İlk bakışta, bütün bu gelişmelerin yalnızca Ermenistan’ın iç siyasi gündemini ilgilendirdiği düşünülebilir. Ancak bu süreçteki bazı detaylar, meselenin dış politika yönünü de göstermektedir. Birincisi, Paşinyan’ın yaptığı açıklamadan sonra Ermenistan’daki hâkimlerin nitelikleri, uluslar üstü kurumların belirlediği standartlara bağlanmıştır. Çünkü yargı reformuna göre Avrupa İnsan Hakları Mahkemesi’nin kararlarını ihlal eden tüm hâkimlerin istifa etmesi ya da görevden alınması gerekmektedir. İkincisi ve aynı zamanda bu bağlamdaki en önemli gelişme ise, hükümetin yaptığı çağrı sonucunda başlayan yargı reformunun ülke dışından destek almış olmasıdır.

Ermenistan’daki Avrupa Birliği (AB) Heyeti Başkanı Büyükelçi Piotr Svitalski, AB’nin Ermenistan’a derin ve kapsamlı yargı reformu konusunda geniş çerçevede teknik ve finansal destek sağlamaya hazır olduğunu söylemiştir. Ermenistan’daki ABD büyükelçiliğinin bu gelişmelere tepkisi ise biraz daha temkinlidir. Hükümeti ülke anayasasına uygun reformlar yapmaya çağıran Amerikalı diplomatlar, Ermenistan halkının bu reformları desteklediğinin açıkça görüldüğünü, dolayısıyla ABD’nin Ermenistan’daki yargı reformunu ve hukuk devleti kurumlarının oluşturulmasını desteklediğini açıklamıştır.

Ermenistan’da yaşanan bütün bu gelişmeler ve Batı dünyasının verdiği olumlu tepkiden sonra, Erivan ile Moskova arasında stratejik ilişkilerin hangi yönde ilerleyeceği ise, cevabı en çok merak edilen sorulardan biridir. Bu noktada belirtilmesi gereken önemli bir ayrıntı, Paşinyan’ın iktidara gelmesinden bu yana ülkenin NATO ve AB politikasının masaya yatırılmadığıdır. Ayrıca Paşinyan, Rusya Devlet Başkanı Vladimir Putin ve Başbakan Dmitri Medvedev ile düzenli görüşmeler yapmaktadır. İki ülke dışişleri bakanlıkları ve savunma bakanlıkları arasında da aktif temaslar kurulmuştur. Bundan daha da önemlisi, ülkenin yeni iktidarı, Ermenistan’daki devrimin “renkli” olmadığının, iç sebeplerden kaynaklandığının ve dış politikanın yeniden yapılanması ile ilgisi olmadığının altını çizmektedir. Bu noktada Moskova ve Erivan ilişkilerinin pembe bir tablo çizmediğini de belirtmek gerekir. Putin ile iyi ilişkileri olan Koçaryan’ın yargılandığı “Kanlı 1 Mart” davasının siyasallaşması, Paşinyan’ın yanındaki birçok ismin Batı yanlısı olması ve Ermenistan’daki büyük Rus şirketlerine baskı yapılması ihtimali, Rusya’yı tedirgin etmektedir.

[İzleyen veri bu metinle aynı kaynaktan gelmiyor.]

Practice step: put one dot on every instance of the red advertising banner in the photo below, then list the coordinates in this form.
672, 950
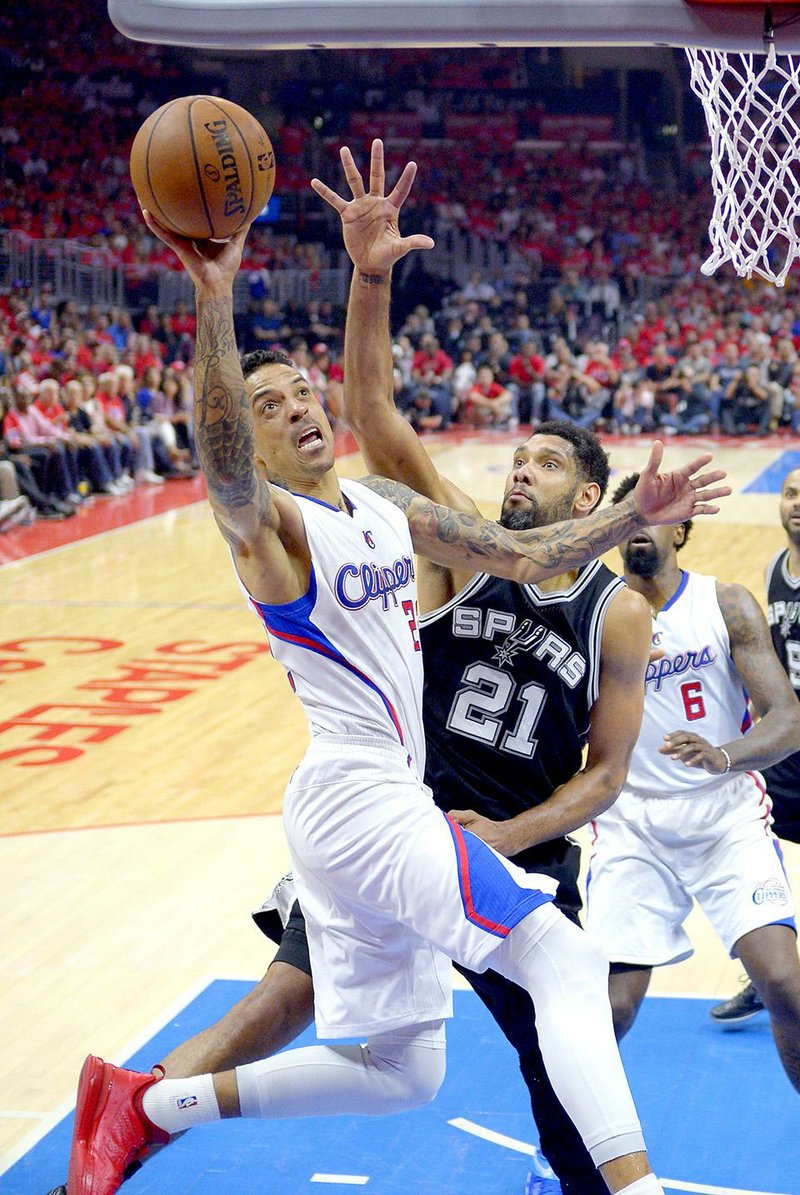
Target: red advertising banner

Son dönemde yaşanan bir diğer önemli gelişme, Ermenistan ve Dağlık Karabağ arasındaki ilişkilerin gözle görülür şekilde bozulmuş olmasıdır. Bu durumu açığa çıkaran son olay ise, Koçaryan’ın Karabağ’ın önceki başkanı Arkadi Ghukasyan ve yeni başkanı Bako Sahakayan’ın ödedikleri kefalet sonucu serbest bırakılmasıdır. Bu zamana kadar, Karabağ’daki siyasileri doğrudan eleştirmekten kaçınan Paşinyan, Koçaryan’ın serbest bırakılmasından sonra yaptığı açıklamalarda, Karabağ’da “Erivan’ın bir önceki yozlaşmış iktidarını temsil eden” ve Ermenistan ile Karabağ halkaları arasında düşmanlığı kışkırtmaya çalışan belirli güçler olduğunu ileri sürmekten kaçınmamıştır. Ayrıca Paşinyan, bu güçleri Ermenistan hükümetine ve bizzat kendisine karşı kampanya yürütmekle de suçlamıştır.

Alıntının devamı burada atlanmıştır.